Details of Immunomic’s poster presentation are below:

Who: Amit Adhikara, Scientist at Immunomic Therapeutics

What: Development of Cytomegalovirus (CMV) Based DNA Vaccines for GBM Using the UNITE Platform

When: Friday, November 16 at 7:30 p.m. CST

Where: Marriott Hotel, 555 Canal Street, New Orleans, LA, 70130

About UNITE

ITI’s investigational UNITE platform, or UNiversal Intracellular Targeted Expression, is thought to work by encoding the Lysosomal Associated Membrane Protein, an endogenous protein in humans. In this way, ITI’s vaccines (DNA or RNA) have the potential to utilize the body’s natural biochemistry to develop a broad immune response including antibody production, cytokine release and critical immunological memory. This approach could put UNITE technology at the crossroads of immunotherapies in a number of illnesses, including cancer, allergy and infectious diseases.
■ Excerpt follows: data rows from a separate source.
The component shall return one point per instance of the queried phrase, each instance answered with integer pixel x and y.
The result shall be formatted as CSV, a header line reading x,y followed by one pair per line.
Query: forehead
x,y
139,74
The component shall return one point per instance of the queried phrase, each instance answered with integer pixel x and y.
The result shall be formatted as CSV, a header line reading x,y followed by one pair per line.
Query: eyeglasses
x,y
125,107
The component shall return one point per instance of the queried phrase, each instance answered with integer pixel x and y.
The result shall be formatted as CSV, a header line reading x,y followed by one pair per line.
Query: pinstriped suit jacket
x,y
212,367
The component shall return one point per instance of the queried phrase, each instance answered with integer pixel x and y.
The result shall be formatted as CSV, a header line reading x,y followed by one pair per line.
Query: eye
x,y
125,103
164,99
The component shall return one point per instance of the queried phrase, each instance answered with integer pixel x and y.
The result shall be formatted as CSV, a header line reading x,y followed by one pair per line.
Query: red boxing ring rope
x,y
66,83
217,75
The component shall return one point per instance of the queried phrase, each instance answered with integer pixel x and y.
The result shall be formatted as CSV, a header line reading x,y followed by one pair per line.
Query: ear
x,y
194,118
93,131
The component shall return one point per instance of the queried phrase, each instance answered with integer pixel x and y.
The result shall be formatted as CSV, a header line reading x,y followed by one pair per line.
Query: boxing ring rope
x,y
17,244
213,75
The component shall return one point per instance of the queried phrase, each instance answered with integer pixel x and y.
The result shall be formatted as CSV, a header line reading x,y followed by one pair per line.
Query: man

UNITE is currently being employed in Phase II clinical trials as a cancer immunotherapy. ITI is also collaborating with academic centers and biotechnology companies to study the use of UNITE in cancer types of high mortality, including cases where there are limited treatment options like glioblastoma and acute myeloid leukemia. ITI believes that these early clinical studies may provide a proof of concept for UNITE therapy in cancer, and if successful, set the stage for future studies, including combinations in these tumor types and others. Preclinical data is currently being developed to explore whether LAMP nucleic acid constructs may amplify and activate the immune response in highly immunogenic tumor types and be used to create immune responses to tumor types that otherwise do not provoke an immune response.